Random plan selection in DBT-3

From: ITAGAKI Takahiro <itagaki(dot)takahiro(at)oss(dot)ntt(dot)co(dot)jp>
To: pgsql-hackers(at)postgresql(dot)org
Subject: Random plan selection in DBT-3
Date: 2008-01-07 02:34:12
Message-ID: 20080107112257.647E.ITAGAKI.TAKAHIRO@oss.ntt.co.jp
Views: Raw Message | Whole Thread | Download mbox | Resend email
Thread:
Lists: pgsql-hackers

I tested 8.3beta4 with DBT-3 (TPC-H) and found unstable selection of plans.
Planner randomly selected two types of plans (A, B) when I repeated EXPLAIN.
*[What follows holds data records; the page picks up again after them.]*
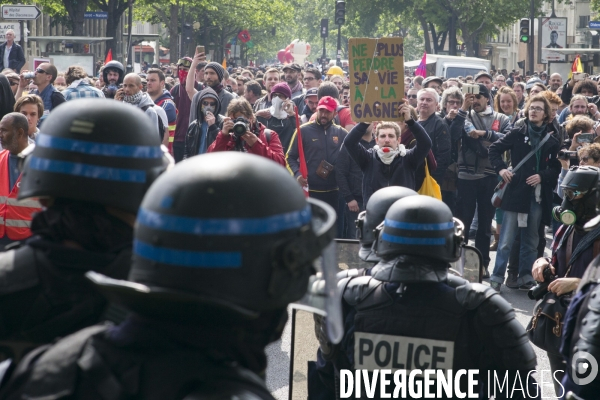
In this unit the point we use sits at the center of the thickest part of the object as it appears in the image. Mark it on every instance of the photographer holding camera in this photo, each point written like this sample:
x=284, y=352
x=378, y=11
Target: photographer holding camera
x=573, y=248
x=242, y=132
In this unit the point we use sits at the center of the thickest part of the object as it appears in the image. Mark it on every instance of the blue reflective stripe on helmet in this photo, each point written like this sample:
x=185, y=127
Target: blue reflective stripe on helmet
x=409, y=240
x=88, y=170
x=233, y=226
x=419, y=227
x=98, y=149
x=186, y=258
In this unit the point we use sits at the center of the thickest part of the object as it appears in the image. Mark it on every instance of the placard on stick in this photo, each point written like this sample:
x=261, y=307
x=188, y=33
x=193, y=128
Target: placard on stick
x=376, y=78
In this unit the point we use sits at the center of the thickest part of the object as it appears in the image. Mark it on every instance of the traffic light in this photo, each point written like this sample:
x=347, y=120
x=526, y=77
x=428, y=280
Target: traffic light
x=340, y=12
x=524, y=34
x=324, y=27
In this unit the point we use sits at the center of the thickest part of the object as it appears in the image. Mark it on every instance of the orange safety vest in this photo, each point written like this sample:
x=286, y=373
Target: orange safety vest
x=15, y=215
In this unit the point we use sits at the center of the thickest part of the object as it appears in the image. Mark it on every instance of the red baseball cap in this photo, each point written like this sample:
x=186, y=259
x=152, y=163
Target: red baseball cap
x=327, y=103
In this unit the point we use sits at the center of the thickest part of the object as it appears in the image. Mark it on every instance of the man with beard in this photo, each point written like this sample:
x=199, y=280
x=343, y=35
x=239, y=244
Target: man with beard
x=321, y=140
x=389, y=163
x=214, y=75
x=131, y=93
x=162, y=98
x=112, y=75
x=183, y=103
x=311, y=100
x=16, y=216
x=45, y=74
x=312, y=79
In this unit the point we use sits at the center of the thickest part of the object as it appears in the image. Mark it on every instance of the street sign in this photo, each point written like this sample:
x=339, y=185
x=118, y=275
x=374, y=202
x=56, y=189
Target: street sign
x=20, y=12
x=96, y=15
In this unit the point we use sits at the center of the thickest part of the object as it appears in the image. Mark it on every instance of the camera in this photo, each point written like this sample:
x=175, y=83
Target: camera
x=240, y=126
x=567, y=155
x=539, y=291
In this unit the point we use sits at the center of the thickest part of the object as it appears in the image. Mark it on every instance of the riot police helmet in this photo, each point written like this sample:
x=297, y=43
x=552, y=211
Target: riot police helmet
x=227, y=242
x=368, y=220
x=116, y=66
x=420, y=226
x=94, y=150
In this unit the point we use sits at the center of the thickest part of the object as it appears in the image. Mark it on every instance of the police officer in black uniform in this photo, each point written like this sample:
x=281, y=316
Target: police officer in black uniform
x=410, y=298
x=91, y=167
x=219, y=253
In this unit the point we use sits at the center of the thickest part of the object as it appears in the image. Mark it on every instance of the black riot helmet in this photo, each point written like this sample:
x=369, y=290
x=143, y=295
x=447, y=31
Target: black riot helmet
x=227, y=242
x=368, y=220
x=95, y=150
x=579, y=196
x=420, y=226
x=116, y=66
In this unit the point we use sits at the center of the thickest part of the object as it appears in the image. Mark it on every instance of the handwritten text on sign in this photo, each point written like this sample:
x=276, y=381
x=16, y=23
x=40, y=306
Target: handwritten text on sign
x=376, y=78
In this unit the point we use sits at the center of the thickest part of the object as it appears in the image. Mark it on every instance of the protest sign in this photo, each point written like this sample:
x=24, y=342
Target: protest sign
x=376, y=78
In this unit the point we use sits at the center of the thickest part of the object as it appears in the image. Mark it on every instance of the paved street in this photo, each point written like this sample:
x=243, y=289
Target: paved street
x=279, y=353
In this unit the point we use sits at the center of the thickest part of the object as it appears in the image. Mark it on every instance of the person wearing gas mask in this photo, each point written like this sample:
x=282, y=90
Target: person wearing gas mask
x=282, y=116
x=205, y=123
x=409, y=299
x=242, y=132
x=573, y=247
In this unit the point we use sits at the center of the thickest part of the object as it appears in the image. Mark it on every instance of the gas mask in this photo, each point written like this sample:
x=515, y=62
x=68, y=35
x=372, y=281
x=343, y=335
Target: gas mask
x=208, y=109
x=574, y=210
x=579, y=200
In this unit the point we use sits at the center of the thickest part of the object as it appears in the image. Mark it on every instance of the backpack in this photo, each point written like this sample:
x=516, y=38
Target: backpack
x=161, y=125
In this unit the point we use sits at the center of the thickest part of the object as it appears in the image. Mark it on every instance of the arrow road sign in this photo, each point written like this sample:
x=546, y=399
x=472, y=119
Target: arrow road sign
x=20, y=12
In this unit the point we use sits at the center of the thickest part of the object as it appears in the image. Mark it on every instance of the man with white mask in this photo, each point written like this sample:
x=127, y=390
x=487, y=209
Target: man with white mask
x=282, y=118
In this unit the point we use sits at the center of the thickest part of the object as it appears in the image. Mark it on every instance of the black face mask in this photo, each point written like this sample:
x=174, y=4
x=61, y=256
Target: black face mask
x=576, y=212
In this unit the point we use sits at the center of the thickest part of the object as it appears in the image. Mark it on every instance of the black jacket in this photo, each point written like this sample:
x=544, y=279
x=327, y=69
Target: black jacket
x=192, y=137
x=517, y=197
x=16, y=58
x=319, y=143
x=349, y=175
x=401, y=172
x=440, y=145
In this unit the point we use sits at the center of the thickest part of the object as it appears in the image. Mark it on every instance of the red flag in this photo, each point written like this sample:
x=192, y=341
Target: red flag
x=422, y=68
x=303, y=168
x=108, y=56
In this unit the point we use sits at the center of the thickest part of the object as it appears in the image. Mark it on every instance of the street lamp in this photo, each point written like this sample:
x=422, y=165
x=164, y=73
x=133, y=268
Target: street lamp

One of the conditions is used in Seq Scan Filter in Plan A. In contrast,
the same condition is used in Hash Join filter in Plan B. Plan A is
faster than B because the condition is used early. Cost of the plan A is
also cheap then B (A:307307.47 vs. B:351706.51).

Where did the randomness come from? Are there large randomness in planner?
I wonder why the worse plan is picked in spite of significantly different costs.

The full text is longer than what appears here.